6.2 NERVOUS COORDINATION

Question 1

What is the structure of a motor neurone?

Answer 1

• Body
• Dendrites
• Schwann Cells
• Nodes of Ranvier
• Axon
• Myelin sheath

Question 2

What is the function of the axon body?

Answer 2

Contains organelles, makes protein and neurotransmitters.

Question 3

What is the function of the dendrites?

Answer 3

They carry nerve impulses to the axon.

Question 4

What is the function of the axon?

Answer 4

Long fibres that carry impulses away from the axon body.

Question 5

What is the function of the Schwann cells?

Answer 5

• Protect the axon
• Insulate the axon with the myelin sheath
• Carries out phagocytosis to remove debris and regenerate nerves.

Question 6

What is the resting potential?

Answer 6

The electrical potential across the membrane when not conducting an impulse.

Question 7

How is the resting potential maintained across an axon membrane?

Answer 7

• The sodium and potassium voltage-gated ion channels are closed.
• Sodium potassium pump actively transports 3 sodium ions out and 2 potassium ions into the axon.
• The membrane is more permeable to potassium ions leaking out than sodium ions.
• Sodium and potassium ions also move by simple diffusion.
• All these together allow the outside of the membrane to be more positive than the inside, creating and maintaining the action potential at -70mV.

Question 8

How does the membrane reach the action potential?

Answer 8

1. Stimulus causes depolarisation, where voltage-gated sodium ion channels open.
2. Influx of sodium ions into the axon causes the potential difference to get more positive.
3. Once the difference reaches -55mV, more channels open and there is a greater influx of sodium ions.
4. It will reach the point where the potential difference is +30mV, at which an action potential is sent.

Question 9

How do you go from the action potential back to the resting potential?

Answer 9

1. After +30 mV, sodium ion channels close.
2. Potassium ion channels open, causing potassium ions to rush out of the axon.
3. This makes the potential difference more negative until it reaches -70mV: resting potential.

Question 10

Why does the resting potential not return immediately?

Answer 10

The membrane is more permeable to the leakage of potassium, so too many potassium ions leave making the potential difference < 70mV: hyperpolarisation.

Question 11

How do you go from hyperpolarisation to the resting potential?

Answer 11

Step 1, of how to achieve the resting potential with the sodium/potassium pump.

Question 12

What is the period of hyperpolarisation called?

Answer 12

The refractory period

Question 13

What is the importance of the refractory period?

Answer 13

• Limits the frequency of impulses.

- Allows for the discrete sending of impulses.

Question 14

What is the all-or-nothing principle?

Answer 14

The threshold for an action potential is +30mV, any voltage >30mV will still send the same action potential.

Question 15

What is the impulse passage of an unmyelinated axon?

Answer 15

A wave of depolarisation and action potentials travel down the whole axon in sequence until it reaches the end.

Question 16

What is the impulse passage of a myelinated axon?

Answer 16

• Myelin sheath is an insulator so action potentials cannot be sent in its’ presence.
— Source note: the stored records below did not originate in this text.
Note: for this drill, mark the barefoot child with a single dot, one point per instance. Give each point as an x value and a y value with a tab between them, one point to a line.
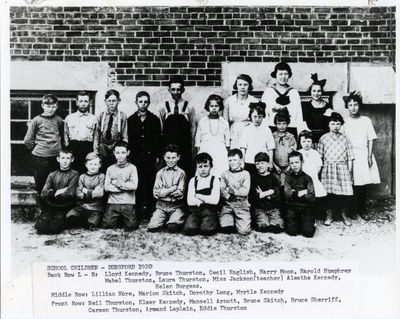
285	143
43	138
212	135
312	162
265	196
80	131
337	158
169	189
235	187
300	197
59	195
89	193
361	134
120	183
203	197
Depolarisation jumps between nodes of Ranvier, so missed long parts of the axon length, making the speed of conductance quicker than in an unmyelinated axon.

This is called ‘Saltatory Conduction’.

Question 17

What increases the speed of conduction?

Answer 17

• The presence of the myelin sheath.
• The bigger the diameter of the axon, so less leakage to ions.
• Higher temperature so more diffusion of ions and faster depolarisation.

Question 18

How is an impulse sent across a cholinergic synapse? STEP 1

Answer 18

Action potential reaches the pre-synaptic membrane, so Ca²⁺ channels open and calcium ions move into the pre-synaptic knob.

Question 19

How is an impulse sent across a cholinergic synapse? STEP 2

Answer 19

The calcium ion influx causes vesicles to bind to the pre-synaptic membrane and release neurotransmitters into the synaptic gap.

Question 20

How is an impulse sent across a cholinergic synapse? STEP 3

Answer 20

Acetylcholine diffuses across the gap and binds to receptors on sodium ion channels on the postsynaptic membrane.

Question 21

How is an impulse sent across a cholinergic synapse? STEP 4

Answer 21

This causes sodium ion channels to open, so they move into the postsynaptic axon and depolarise it. This creates an action potential in the postsynaptic neurone.

Question 22

How is an impulse sent across a cholinergic synapse? STEP 5

Answer 22

Then the acetylcholine breaks down into acetyl & choline which diffuses back to the presynaptic membrane to be used again.